Le jeu vidéo a souvent flirté avec des univers sombres et désenchantés, mais ces dernières années, de Limbo à The Last of Us, on peut dire qu’il s’y est engouffré sans retenue, prompt à ouvrir les yeux sur la cruauté du monde et à n’en omettre aucun détail. Cette tendance est étrange, et pour tout dire un peu douteuse – il serait d’ailleurs intéressant d’y revenir plus en profondeur. Mais elle a aussi produit son lot de poèmes macabres, propulsant le jeu vidéo vers une radicalité inédite. Neverending Nightmares s’inscrit clairement dans cette continuité, avec la volonté affichée de faire du désespoir et de l’angoisse les éléments mêmes du gameplay. Le joueur y dirige donc Thomas, un jeune homme tourmenté, coincé dans la spirale infernale d’un cauchemar voué à se répéter à l’infini où après chaque réveil le rêve recommence, à la façon du Charme discret de la bourgeoisie, l’expédiant toujours plus loin dans l’horreur.

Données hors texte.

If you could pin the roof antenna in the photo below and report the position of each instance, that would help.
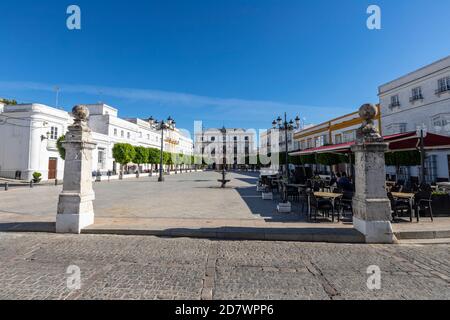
(57, 96)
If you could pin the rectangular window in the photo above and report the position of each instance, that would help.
(395, 101)
(101, 158)
(416, 94)
(349, 136)
(54, 133)
(443, 85)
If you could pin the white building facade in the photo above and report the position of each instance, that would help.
(235, 145)
(420, 99)
(29, 133)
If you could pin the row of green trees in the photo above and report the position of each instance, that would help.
(398, 158)
(125, 153)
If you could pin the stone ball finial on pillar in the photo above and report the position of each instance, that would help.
(371, 206)
(75, 205)
(368, 132)
(80, 113)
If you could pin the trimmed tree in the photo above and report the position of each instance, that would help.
(153, 157)
(59, 146)
(123, 153)
(140, 156)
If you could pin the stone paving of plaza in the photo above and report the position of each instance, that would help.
(188, 204)
(187, 195)
(33, 266)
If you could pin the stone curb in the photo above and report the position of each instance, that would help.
(410, 235)
(345, 237)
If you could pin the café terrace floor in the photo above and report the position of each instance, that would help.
(192, 205)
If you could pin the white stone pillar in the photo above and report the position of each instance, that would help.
(75, 206)
(371, 206)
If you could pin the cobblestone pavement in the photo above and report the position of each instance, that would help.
(34, 265)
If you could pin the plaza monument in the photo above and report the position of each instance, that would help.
(75, 206)
(371, 206)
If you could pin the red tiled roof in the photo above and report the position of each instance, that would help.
(399, 141)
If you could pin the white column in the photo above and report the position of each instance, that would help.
(75, 206)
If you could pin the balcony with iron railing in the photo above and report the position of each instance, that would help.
(395, 104)
(51, 145)
(443, 89)
(415, 98)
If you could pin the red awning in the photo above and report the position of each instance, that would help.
(397, 142)
(431, 141)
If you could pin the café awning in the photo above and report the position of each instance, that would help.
(397, 142)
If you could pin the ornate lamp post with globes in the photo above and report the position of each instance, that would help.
(162, 125)
(286, 126)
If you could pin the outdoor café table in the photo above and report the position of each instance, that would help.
(327, 195)
(296, 185)
(407, 196)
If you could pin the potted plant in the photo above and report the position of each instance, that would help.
(37, 177)
(440, 203)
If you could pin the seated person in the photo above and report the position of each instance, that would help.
(344, 183)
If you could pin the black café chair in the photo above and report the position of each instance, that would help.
(302, 199)
(399, 206)
(423, 202)
(346, 202)
(324, 206)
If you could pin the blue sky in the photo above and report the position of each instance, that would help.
(226, 62)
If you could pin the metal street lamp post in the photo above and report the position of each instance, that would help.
(422, 133)
(286, 126)
(163, 125)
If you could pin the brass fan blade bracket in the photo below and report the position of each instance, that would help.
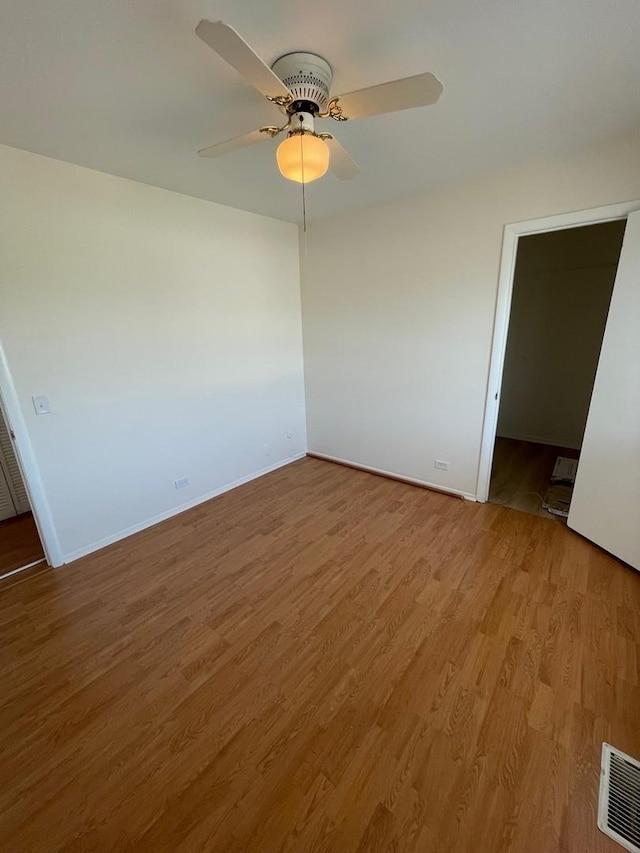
(334, 110)
(272, 131)
(281, 100)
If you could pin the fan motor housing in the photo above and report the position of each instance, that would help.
(308, 78)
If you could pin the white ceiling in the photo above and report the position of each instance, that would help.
(124, 86)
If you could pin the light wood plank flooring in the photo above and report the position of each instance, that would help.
(19, 543)
(321, 660)
(521, 473)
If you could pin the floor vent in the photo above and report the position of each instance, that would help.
(619, 803)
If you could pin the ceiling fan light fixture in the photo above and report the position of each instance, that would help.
(303, 157)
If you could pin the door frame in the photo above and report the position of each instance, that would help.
(512, 233)
(28, 465)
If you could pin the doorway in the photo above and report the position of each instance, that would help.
(562, 286)
(20, 545)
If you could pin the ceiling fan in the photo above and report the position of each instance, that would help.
(299, 84)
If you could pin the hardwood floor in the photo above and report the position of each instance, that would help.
(521, 472)
(19, 543)
(321, 660)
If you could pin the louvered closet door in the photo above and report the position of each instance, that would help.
(7, 509)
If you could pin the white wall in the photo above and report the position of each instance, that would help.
(561, 292)
(398, 311)
(165, 331)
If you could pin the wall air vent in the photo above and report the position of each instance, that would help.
(619, 802)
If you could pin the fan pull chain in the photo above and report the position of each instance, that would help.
(304, 200)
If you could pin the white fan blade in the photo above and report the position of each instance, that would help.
(341, 163)
(419, 91)
(233, 49)
(233, 144)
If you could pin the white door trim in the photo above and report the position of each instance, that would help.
(512, 233)
(28, 465)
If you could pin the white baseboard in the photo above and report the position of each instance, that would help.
(436, 487)
(163, 516)
(22, 568)
(536, 439)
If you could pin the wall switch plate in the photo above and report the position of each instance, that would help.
(40, 404)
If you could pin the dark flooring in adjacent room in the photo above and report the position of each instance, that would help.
(320, 660)
(521, 472)
(19, 543)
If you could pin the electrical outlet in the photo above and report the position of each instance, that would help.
(40, 404)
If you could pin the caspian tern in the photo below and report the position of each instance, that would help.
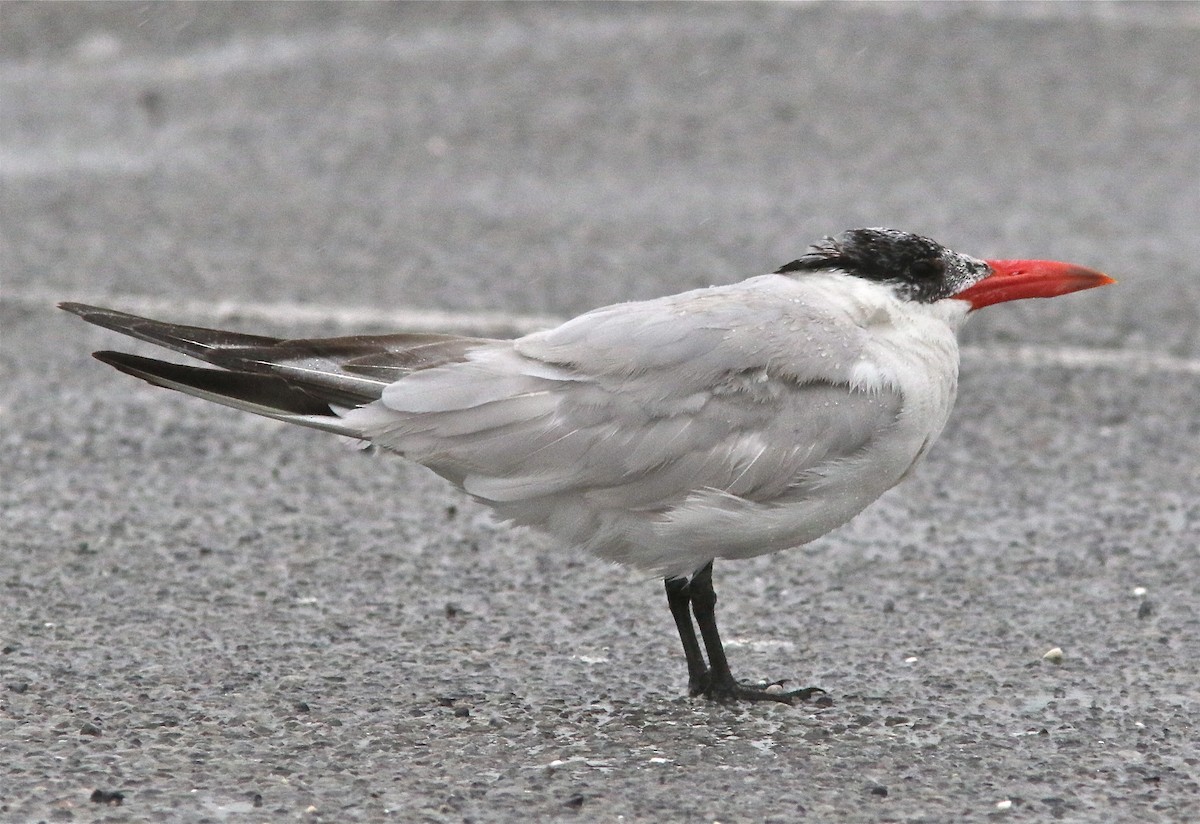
(721, 422)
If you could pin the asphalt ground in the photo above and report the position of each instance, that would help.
(207, 617)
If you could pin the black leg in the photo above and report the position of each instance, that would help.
(679, 600)
(721, 685)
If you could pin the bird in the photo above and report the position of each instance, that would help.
(723, 422)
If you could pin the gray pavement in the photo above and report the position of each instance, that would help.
(223, 619)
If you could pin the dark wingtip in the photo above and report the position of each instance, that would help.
(82, 310)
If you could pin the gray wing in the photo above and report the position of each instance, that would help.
(306, 382)
(637, 406)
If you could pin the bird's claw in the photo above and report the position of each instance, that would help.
(732, 691)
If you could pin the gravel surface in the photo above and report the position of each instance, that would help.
(207, 617)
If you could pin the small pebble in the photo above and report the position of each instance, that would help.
(1054, 655)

Le jeu aurait été inspiré à son créateur, Matt Gilgenbach, par ses propres obsessions durant des périodes de sévère dépression, qu’il exprime ici par besoin cathartique dans un petit titre indé financé sur Kickstarter. Visuellement, avec son approche graphique en dessins épurés en noir et blanc, Nerverending Nightmares se réfère habilement aux œuvres de l’illustrateur Edward Gorey et à son imagerie mi-gothique, mi-enfantine, soutenu par un travail assez remarquable sur le son qui lui confère une ambiance terrifiante. Pour autant, le plus affreux dans un cauchemar c’est moins l’atmosphère que la torpeur dans laquelle il nous plonge, le sentiment insoutenable de la dépossession de soi, engoncé dans un corps pesant soudainement impossible à maîtriser. C’était déjà l’idée simple mais géniale du premier Resident Evil où la lenteur du personnage amplifiait considérablement la peur. Thomas est aussi prisonnier de cet état, mais ne dispose d’aucun arsenal pour se défendre et n’a le droit qu’à quelques sommaires interactions avec le décor. Tout juste peut-il sprinter durant quelques pas avant de s’arrêter pour reprendre son souffle, inconvénient conséquent pendant une poursuite avec une créature maléfique.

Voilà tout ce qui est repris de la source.